The Character Movement

The Cavanaugh Family

Raising Compassionate Kids

By Joe Cavanaugh, Founder & CEO

When my daughter Tess was five years old, we moved into a new neighborhood. There are many kids in the area that Tess got to know. One day at the park, I watched Tess with two older girls who were walking ahead of her, excluding her in a not so kind way.

When Tess and I came back to our house, I said to her, I saw what was going on out there. How do you feel?

Not good, she answered.

Were they leaving you out and being mean to you? I asked.

Yes, she sadly said.

Good, I answered…

She stood there, staring at me perplexed.

I then said to her, Tess, I never want you to forget the way that you feel right now. I want you to remember the way that you feel, and never, ever make anyone else feel that way.

We live in a world that puts many protective barriers around our children. We are so afraid of them being hurt that we try to shield them from anything that could cause them pain. Without even realizing it, instead of protecting them, sometimes we are actually robbing them of essential coping skills and life experiences. They need to experience heartache and decide to be better people because of it. These tough experiences are what teach them empathy and compassion.

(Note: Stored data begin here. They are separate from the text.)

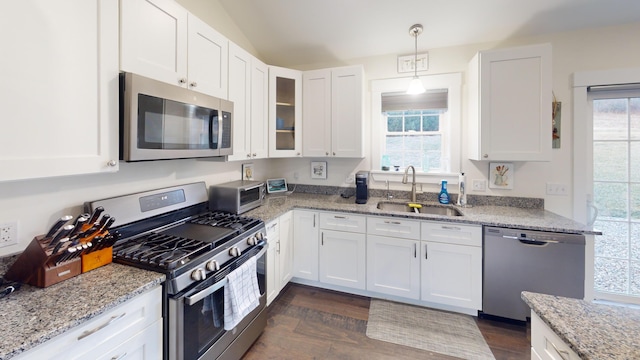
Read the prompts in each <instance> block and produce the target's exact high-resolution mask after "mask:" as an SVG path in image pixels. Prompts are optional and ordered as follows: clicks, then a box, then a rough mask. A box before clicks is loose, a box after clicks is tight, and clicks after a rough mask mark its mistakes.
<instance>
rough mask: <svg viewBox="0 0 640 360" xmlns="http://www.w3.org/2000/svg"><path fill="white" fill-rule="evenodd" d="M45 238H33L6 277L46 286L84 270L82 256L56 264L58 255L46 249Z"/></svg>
mask: <svg viewBox="0 0 640 360" xmlns="http://www.w3.org/2000/svg"><path fill="white" fill-rule="evenodd" d="M43 238H44V236H36V237H35V238H33V240H32V241H31V243H30V244H29V246H27V248H26V249H25V250H24V252H23V253H22V254H21V255H20V256H19V257H18V259H17V260H16V262H15V263H14V264H13V265H11V267H10V268H9V270H8V271H7V273H6V274H5V275H4V277H5V278H6V279H8V280H13V281H18V282H22V283H25V284H29V285H33V286H37V287H42V288H44V287H47V286H51V285H53V284H57V283H59V282H61V281H64V280H67V279H69V278H72V277H74V276H76V275H79V274H80V273H81V272H82V266H81V264H82V259H81V258H80V257H77V258H74V259H71V260H68V261H65V262H63V263H61V264H59V265H55V263H54V260H55V259H56V258H57V256H52V254H51V253H50V251H48V250H47V249H46V247H47V246H46V244H45V243H43V242H42V241H41V240H42V239H43Z"/></svg>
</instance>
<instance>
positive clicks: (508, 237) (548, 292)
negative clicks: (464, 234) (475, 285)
mask: <svg viewBox="0 0 640 360" xmlns="http://www.w3.org/2000/svg"><path fill="white" fill-rule="evenodd" d="M584 256H585V239H584V236H583V235H577V234H560V233H550V232H543V231H532V230H518V229H506V228H496V227H485V228H484V257H483V261H484V265H483V269H484V272H483V278H484V279H483V289H482V313H483V314H487V315H494V316H499V317H503V318H508V319H514V320H521V321H525V320H526V319H527V317H529V316H530V309H529V307H528V306H527V305H526V304H525V303H524V301H522V299H521V298H520V293H521V292H522V291H533V292H539V293H544V294H549V295H557V296H564V297H571V298H577V299H582V298H584V276H585V275H584V272H585V268H584V266H585V265H584V264H585V258H584Z"/></svg>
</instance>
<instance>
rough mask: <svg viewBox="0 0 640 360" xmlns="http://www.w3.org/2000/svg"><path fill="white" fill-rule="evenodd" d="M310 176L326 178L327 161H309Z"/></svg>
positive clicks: (321, 178) (316, 178)
mask: <svg viewBox="0 0 640 360" xmlns="http://www.w3.org/2000/svg"><path fill="white" fill-rule="evenodd" d="M311 178H312V179H326V178H327V162H326V161H312V162H311Z"/></svg>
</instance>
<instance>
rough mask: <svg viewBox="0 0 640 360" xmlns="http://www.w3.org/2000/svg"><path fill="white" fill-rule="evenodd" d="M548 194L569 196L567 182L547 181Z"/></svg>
mask: <svg viewBox="0 0 640 360" xmlns="http://www.w3.org/2000/svg"><path fill="white" fill-rule="evenodd" d="M547 195H558V196H567V195H569V192H568V190H567V184H556V183H547Z"/></svg>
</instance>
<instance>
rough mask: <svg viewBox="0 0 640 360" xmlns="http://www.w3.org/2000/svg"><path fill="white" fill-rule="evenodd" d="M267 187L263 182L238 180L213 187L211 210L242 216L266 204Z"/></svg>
mask: <svg viewBox="0 0 640 360" xmlns="http://www.w3.org/2000/svg"><path fill="white" fill-rule="evenodd" d="M265 195H266V187H265V184H264V182H262V181H248V180H238V181H231V182H227V183H223V184H217V185H212V186H211V187H210V188H209V208H210V209H211V210H222V211H228V212H232V213H235V214H242V213H244V212H247V211H249V210H251V209H254V208H256V207H258V206H260V205H262V204H263V203H264V197H265Z"/></svg>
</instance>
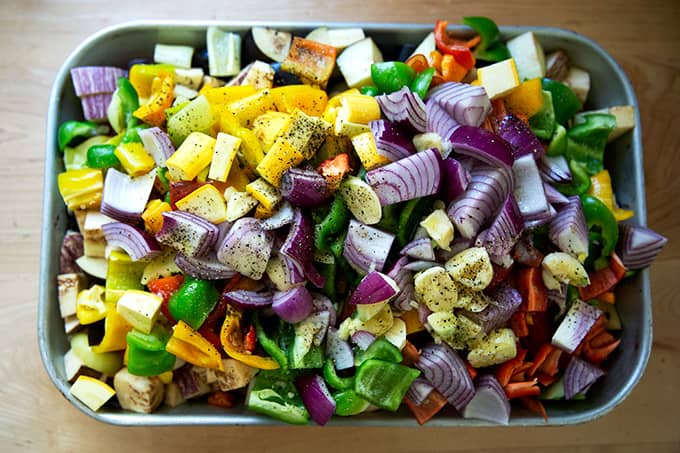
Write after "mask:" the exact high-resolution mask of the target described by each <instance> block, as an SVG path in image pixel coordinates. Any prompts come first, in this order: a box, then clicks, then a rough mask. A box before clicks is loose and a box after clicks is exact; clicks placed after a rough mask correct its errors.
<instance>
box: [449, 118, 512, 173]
mask: <svg viewBox="0 0 680 453" xmlns="http://www.w3.org/2000/svg"><path fill="white" fill-rule="evenodd" d="M450 140H451V144H452V145H453V149H454V150H455V151H456V152H457V153H458V154H464V155H466V156H470V157H474V158H475V159H478V160H481V161H482V162H485V163H487V164H489V165H492V166H495V167H501V168H505V169H507V170H510V167H511V166H512V162H513V158H512V151H511V149H510V145H508V144H507V142H506V141H505V140H503V139H502V138H500V137H499V136H497V135H496V134H494V133H493V132H489V131H487V130H486V129H482V128H479V127H472V126H461V127H459V128H458V129H456V130H455V131H454V132H453V134H451V137H450Z"/></svg>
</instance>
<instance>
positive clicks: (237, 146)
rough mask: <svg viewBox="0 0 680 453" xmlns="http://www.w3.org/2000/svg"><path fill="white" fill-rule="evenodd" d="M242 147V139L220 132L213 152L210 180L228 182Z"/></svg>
mask: <svg viewBox="0 0 680 453" xmlns="http://www.w3.org/2000/svg"><path fill="white" fill-rule="evenodd" d="M240 146H241V139H240V138H238V137H234V136H233V135H230V134H225V133H223V132H218V134H217V139H216V141H215V148H214V150H213V157H212V161H211V162H210V171H209V172H208V178H210V179H214V180H215V181H221V182H226V181H227V178H228V177H229V172H230V171H231V165H232V163H233V162H234V158H235V157H236V153H237V152H238V150H239V148H240Z"/></svg>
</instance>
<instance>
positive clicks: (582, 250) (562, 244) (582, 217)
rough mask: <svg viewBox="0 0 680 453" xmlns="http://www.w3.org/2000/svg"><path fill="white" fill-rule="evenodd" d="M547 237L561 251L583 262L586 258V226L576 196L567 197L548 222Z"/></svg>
mask: <svg viewBox="0 0 680 453" xmlns="http://www.w3.org/2000/svg"><path fill="white" fill-rule="evenodd" d="M548 236H549V237H550V240H551V241H552V242H553V244H555V245H556V246H557V247H558V248H559V249H560V250H561V251H563V252H564V253H568V254H570V255H572V256H573V257H575V258H577V259H578V260H579V261H581V262H583V261H584V260H585V259H586V257H587V256H588V226H587V225H586V218H585V216H584V215H583V208H582V207H581V200H580V199H579V197H578V196H573V197H569V202H568V203H567V204H566V205H564V206H562V208H561V209H560V210H559V211H558V212H557V215H555V217H553V219H552V221H551V222H550V226H549V230H548Z"/></svg>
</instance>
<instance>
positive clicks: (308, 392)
mask: <svg viewBox="0 0 680 453" xmlns="http://www.w3.org/2000/svg"><path fill="white" fill-rule="evenodd" d="M295 386H296V387H297V389H298V391H299V392H300V396H301V397H302V402H303V403H304V404H305V407H306V408H307V410H308V411H309V415H310V416H311V417H312V420H314V421H315V422H316V423H317V424H319V425H322V426H323V425H325V424H326V423H328V421H329V420H330V419H331V417H332V416H333V413H334V412H335V400H334V399H333V397H332V396H331V393H330V392H329V391H328V387H326V382H325V381H324V380H323V378H321V377H320V376H318V375H316V374H312V375H307V376H300V377H298V378H297V379H295Z"/></svg>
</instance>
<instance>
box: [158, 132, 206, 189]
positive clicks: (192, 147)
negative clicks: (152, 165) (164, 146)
mask: <svg viewBox="0 0 680 453" xmlns="http://www.w3.org/2000/svg"><path fill="white" fill-rule="evenodd" d="M214 148H215V139H214V138H212V137H211V136H209V135H207V134H204V133H202V132H192V133H191V134H189V136H188V137H187V138H186V139H185V140H184V142H182V145H181V146H180V147H179V148H178V149H177V151H175V152H174V153H173V155H172V156H170V157H169V158H168V160H167V161H166V162H165V164H166V165H167V167H168V174H169V175H170V177H171V179H173V180H175V181H191V180H192V179H194V178H195V177H196V176H198V174H199V173H200V172H201V171H202V170H203V169H204V168H205V167H207V166H208V165H209V164H210V161H211V160H212V155H213V150H214Z"/></svg>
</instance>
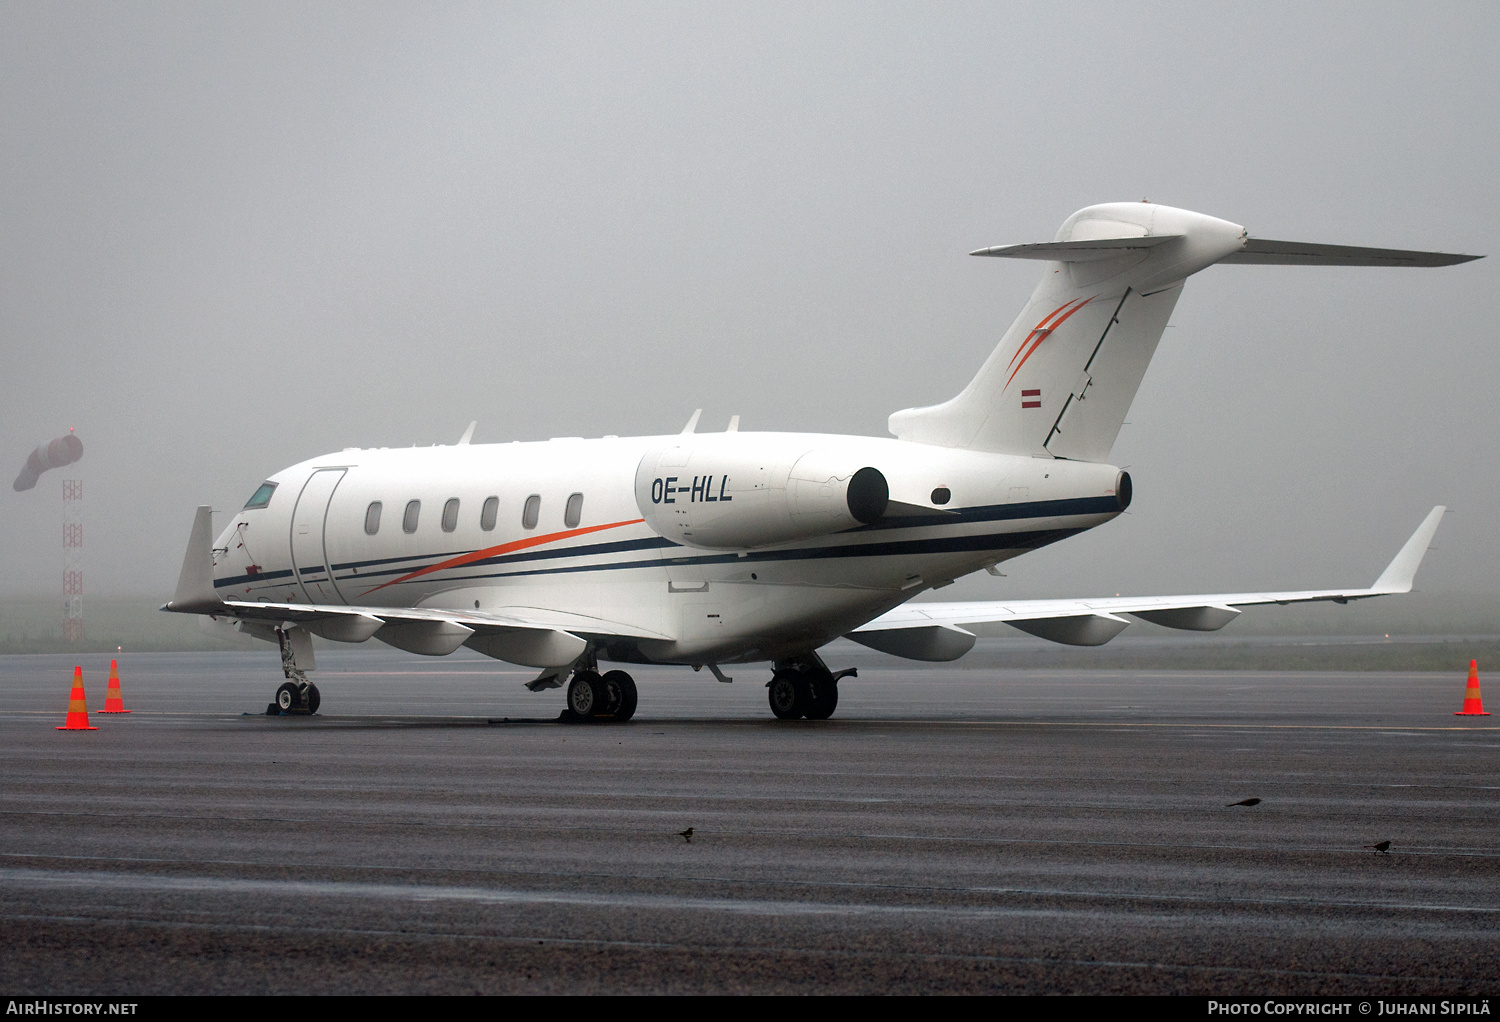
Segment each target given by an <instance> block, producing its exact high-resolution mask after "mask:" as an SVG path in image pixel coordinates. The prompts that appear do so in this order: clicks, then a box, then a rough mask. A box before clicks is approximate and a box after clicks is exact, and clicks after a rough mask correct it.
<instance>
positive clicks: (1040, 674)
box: [0, 648, 1500, 993]
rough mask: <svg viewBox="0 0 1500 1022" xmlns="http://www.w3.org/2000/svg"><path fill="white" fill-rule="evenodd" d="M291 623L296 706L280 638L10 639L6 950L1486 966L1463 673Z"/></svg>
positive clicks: (997, 964) (14, 988)
mask: <svg viewBox="0 0 1500 1022" xmlns="http://www.w3.org/2000/svg"><path fill="white" fill-rule="evenodd" d="M318 656H320V668H321V669H320V671H318V674H317V683H318V687H320V690H321V693H323V713H320V714H317V716H314V717H305V719H296V717H266V716H260V711H263V710H264V707H266V702H267V701H269V699H270V695H272V692H273V690H275V687H276V684H278V683H279V681H281V677H279V671H278V668H276V657H275V653H223V654H135V656H121V659H120V672H121V678H123V687H124V704H126V707H129V708H132V710H133V713H130V714H127V716H113V717H111V716H99V714H93V720H92V722H93V723H95V725H96V726H98V728H99V731H89V732H63V731H54V726H55V725H58V723H62V722H63V714H65V711H66V705H68V689H69V684H71V680H72V666H74V663H75V662H77V660H74V659H66V657H52V656H27V657H21V656H17V657H0V762H3V771H0V819H3V828H0V834H3V836H0V932H3V945H5V948H6V950H5V954H3V956H0V986H3V987H5V989H9V990H13V992H26V993H86V992H93V993H169V992H210V993H219V992H293V993H308V992H360V993H375V992H447V993H458V992H579V993H582V992H589V993H594V992H598V993H612V992H801V993H816V992H1017V993H1041V992H1091V993H1107V992H1151V993H1161V992H1176V993H1286V992H1302V993H1442V992H1452V993H1488V992H1494V990H1496V989H1497V977H1500V771H1497V765H1500V725H1494V723H1491V720H1500V717H1455V716H1454V714H1452V711H1454V710H1457V708H1460V704H1461V699H1463V690H1464V677H1463V675H1461V674H1458V675H1433V674H1256V672H1188V671H1172V672H1148V671H1095V672H1083V671H1004V669H987V668H986V669H965V668H962V666H959V665H953V666H936V668H927V666H922V665H907V663H903V662H898V660H882V662H880V665H882V666H877V668H864V666H862V668H861V671H859V674H861V677H859V678H858V680H847V681H844V683H843V684H841V686H840V690H841V699H840V707H838V713H837V716H835V717H834V719H831V720H826V722H805V720H804V722H777V720H774V719H772V717H771V716H769V711H768V710H766V704H765V689H763V683H765V680H766V678H768V672H765V671H762V669H760V668H744V666H741V668H736V669H735V671H732V674H733V675H735V683H733V684H729V686H724V684H718V683H715V681H714V680H712V678H711V677H709V675H708V672H706V671H705V672H702V674H693V672H690V671H685V669H663V671H655V669H634V671H633V674H634V677H636V680H637V683H639V689H640V708H639V711H637V716H636V719H634V720H633V722H630V723H627V725H564V723H553V722H549V720H547V719H549V717H555V716H556V713H558V711H559V710H561V707H562V698H561V693H559V692H555V690H553V692H547V693H540V695H532V693H529V692H526V690H525V689H523V687H522V681H525V680H526V678H528V677H531V675H529V672H523V671H511V669H507V668H505V666H504V665H496V663H495V662H492V660H484V659H481V657H477V656H475V657H468V656H466V654H460V656H456V657H449V659H443V660H428V659H423V657H414V656H407V654H402V653H396V651H369V650H363V648H360V650H353V651H348V653H342V651H338V650H335V651H332V653H329V654H324V653H323V651H321V650H320V654H318ZM829 662H831V663H832V662H834V660H832V659H831V660H829ZM862 662H868V660H862ZM835 666H837V665H835ZM107 671H108V659H104V660H101V659H98V657H89V659H86V660H84V674H86V683H87V686H89V704H90V710H92V711H96V710H98V708H101V707H102V705H104V686H105V677H107ZM1493 698H1497V699H1500V690H1496V692H1494V696H1493ZM492 717H495V719H504V717H510V719H511V722H510V723H489V719H492ZM520 719H529V720H535V722H534V723H522V722H517V720H520ZM1244 798H1260V800H1262V801H1260V804H1256V806H1233V807H1232V806H1229V804H1227V803H1233V801H1239V800H1244ZM687 827H691V828H693V836H691V842H687V840H684V837H681V836H678V831H682V830H684V828H687ZM1380 840H1391V842H1392V845H1391V852H1389V854H1379V852H1374V851H1371V849H1368V848H1365V845H1373V843H1376V842H1380Z"/></svg>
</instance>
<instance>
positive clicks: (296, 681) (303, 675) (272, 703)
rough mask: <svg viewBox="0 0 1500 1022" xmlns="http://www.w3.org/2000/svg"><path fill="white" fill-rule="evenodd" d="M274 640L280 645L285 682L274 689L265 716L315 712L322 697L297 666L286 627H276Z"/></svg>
mask: <svg viewBox="0 0 1500 1022" xmlns="http://www.w3.org/2000/svg"><path fill="white" fill-rule="evenodd" d="M276 642H278V645H281V651H282V674H284V675H287V683H285V684H284V686H281V687H279V689H276V701H275V702H272V704H270V705H269V707H266V716H269V717H276V716H281V714H284V713H290V714H299V716H305V714H312V713H317V711H318V704H321V702H323V698H321V696H320V695H318V686H315V684H314V683H311V681H309V680H308V675H306V674H305V672H303V669H302V668H299V666H297V656H296V654H294V651H293V642H294V641H293V638H291V636H290V635H288V632H287V629H276Z"/></svg>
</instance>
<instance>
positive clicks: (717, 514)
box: [636, 443, 891, 549]
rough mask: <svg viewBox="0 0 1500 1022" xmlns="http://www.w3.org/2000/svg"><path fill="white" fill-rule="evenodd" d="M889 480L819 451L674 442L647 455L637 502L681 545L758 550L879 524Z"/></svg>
mask: <svg viewBox="0 0 1500 1022" xmlns="http://www.w3.org/2000/svg"><path fill="white" fill-rule="evenodd" d="M889 497H891V491H889V485H888V483H886V480H885V474H883V473H880V470H879V468H873V467H870V465H859V464H852V462H850V461H849V459H847V456H843V455H838V453H835V452H822V450H790V452H777V450H774V449H771V450H750V449H745V447H744V446H733V444H723V443H717V444H715V443H706V444H693V446H688V444H676V446H669V447H663V449H657V450H652V452H648V453H646V456H645V458H642V459H640V465H639V468H637V470H636V503H637V504H639V507H640V515H642V516H643V518H645V519H646V524H648V525H651V528H654V530H655V531H657V533H660V534H661V536H664V537H666V539H669V540H672V542H673V543H682V545H684V546H699V548H705V549H754V548H760V546H774V545H778V543H789V542H795V540H799V539H811V537H816V536H829V534H832V533H841V531H844V530H849V528H858V527H859V525H870V524H873V522H877V521H880V518H882V516H883V515H885V509H886V506H888V504H889Z"/></svg>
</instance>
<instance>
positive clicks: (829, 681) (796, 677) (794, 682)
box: [765, 653, 858, 720]
mask: <svg viewBox="0 0 1500 1022" xmlns="http://www.w3.org/2000/svg"><path fill="white" fill-rule="evenodd" d="M846 677H858V671H855V669H853V668H847V669H844V671H840V672H837V674H834V672H832V671H829V669H828V668H826V665H823V662H822V657H819V656H817V654H816V653H813V654H810V656H808V657H805V659H798V660H777V662H775V672H774V674H772V675H771V680H769V681H766V686H765V687H766V689H768V692H766V695H768V696H769V701H771V713H774V714H775V716H777V717H778V719H781V720H799V719H801V717H807V719H808V720H826V719H828V717H831V716H834V710H837V708H838V678H846Z"/></svg>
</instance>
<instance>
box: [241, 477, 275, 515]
mask: <svg viewBox="0 0 1500 1022" xmlns="http://www.w3.org/2000/svg"><path fill="white" fill-rule="evenodd" d="M275 492H276V483H261V488H260V489H257V491H255V494H252V495H251V498H249V500H248V501H245V510H255V509H257V507H266V506H267V504H269V503H272V494H275Z"/></svg>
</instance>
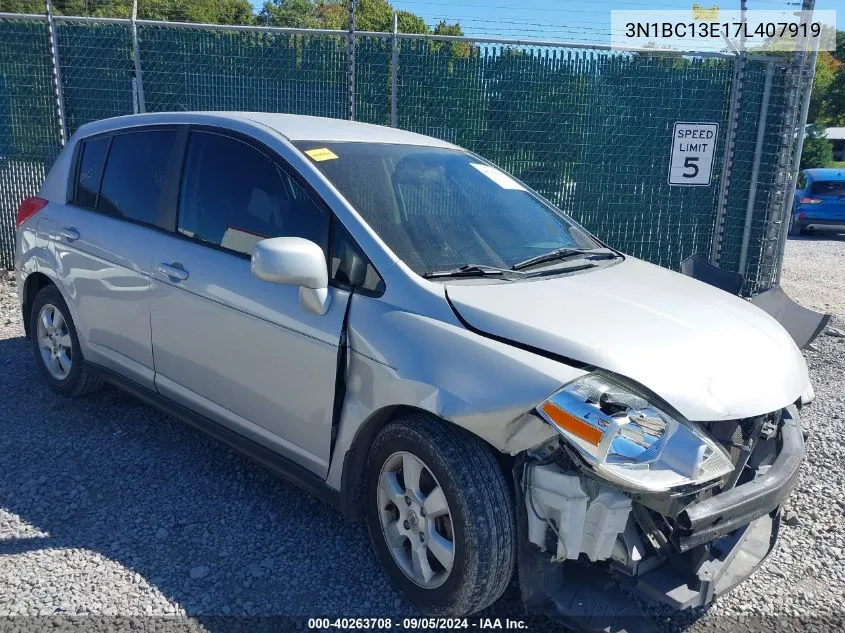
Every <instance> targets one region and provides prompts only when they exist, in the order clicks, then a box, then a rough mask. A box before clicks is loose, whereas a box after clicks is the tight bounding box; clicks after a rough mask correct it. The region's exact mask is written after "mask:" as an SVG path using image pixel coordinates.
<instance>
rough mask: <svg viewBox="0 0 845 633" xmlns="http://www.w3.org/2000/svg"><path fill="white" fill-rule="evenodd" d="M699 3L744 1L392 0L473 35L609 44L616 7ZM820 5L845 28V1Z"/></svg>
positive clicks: (658, 0) (703, 0) (780, 2)
mask: <svg viewBox="0 0 845 633" xmlns="http://www.w3.org/2000/svg"><path fill="white" fill-rule="evenodd" d="M693 1H695V2H697V3H698V4H699V5H701V6H705V7H710V6H713V4H718V5H720V7H721V8H722V9H738V8H739V0H688V1H686V2H684V1H682V0H653V1H652V2H649V3H644V2H642V1H639V2H638V1H637V0H519V1H518V2H514V1H513V0H392V2H393V5H394V6H395V7H397V8H399V9H407V10H409V11H413V12H414V13H416V14H418V15H420V16H422V17H423V18H425V20H426V21H427V22H429V23H430V24H436V23H437V22H438V21H439V20H441V19H446V20H449V21H452V22H454V21H458V22H460V23H461V25H462V26H463V29H464V32H465V33H466V34H467V35H475V36H489V37H513V38H518V39H545V40H569V41H582V42H596V43H609V30H610V11H611V10H612V9H617V10H619V9H627V10H643V9H651V8H652V7H653V8H655V9H689V8H690V5H691V4H692V2H693ZM796 5H798V2H796V1H795V0H748V8H749V9H785V8H791V7H793V6H796ZM816 8H817V9H820V10H821V9H828V10H835V9H839V11H837V16H836V21H837V27H838V28H839V29H842V30H845V3H843V2H842V0H816Z"/></svg>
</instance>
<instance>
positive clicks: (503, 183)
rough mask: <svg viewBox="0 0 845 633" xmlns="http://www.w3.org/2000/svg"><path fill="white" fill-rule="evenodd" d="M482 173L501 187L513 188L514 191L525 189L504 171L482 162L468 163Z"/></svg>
mask: <svg viewBox="0 0 845 633" xmlns="http://www.w3.org/2000/svg"><path fill="white" fill-rule="evenodd" d="M470 165H472V166H473V167H475V168H476V169H477V170H478V171H480V172H481V173H482V174H484V175H485V176H487V177H488V178H489V179H490V180H492V181H493V182H495V183H496V184H497V185H499V186H500V187H501V188H502V189H515V190H516V191H525V187H523V186H522V185H520V184H519V183H518V182H517V181H515V180H514V179H513V178H511V177H510V176H508V175H507V174H506V173H505V172H503V171H499V170H498V169H496V168H495V167H491V166H490V165H485V164H483V163H470Z"/></svg>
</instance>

As parents, we need to be the ones to explain to our children that sometimes, people can be mean. Sometimes people can hurt us with their words or their actions, but we have the power to choose how we respond to those actions. We can let negative experiences turn us into negative people who also hurt others, or we can learn from those experiences. We can use those interactions for good. We can take the time to really notice how they made us feel, and we can decide right then and there that we don’t ever want to be responsible for making anyone else feel that way. We have to be the ones to teach our children how those experiences can shape who we are and what kind of people we want to be.

As a dad, watching Tess be hurt by the older girls that day was not so pleasant. I wanted to swoop in and defend her. I wanted to fix the situation and keep her from hurting. But, no matter how much protecting we do, our children will inevitably be hurt someday. We must be the people in their lives who encourage them to slow down, reflect, notice how a situation makes them feel and ask themselves what they can learn from it. One of our critical roles as a parent is to equip our children with the valuable character lessons and self-awareness that will help them to be loving, compassionate and courageous leaders in the future.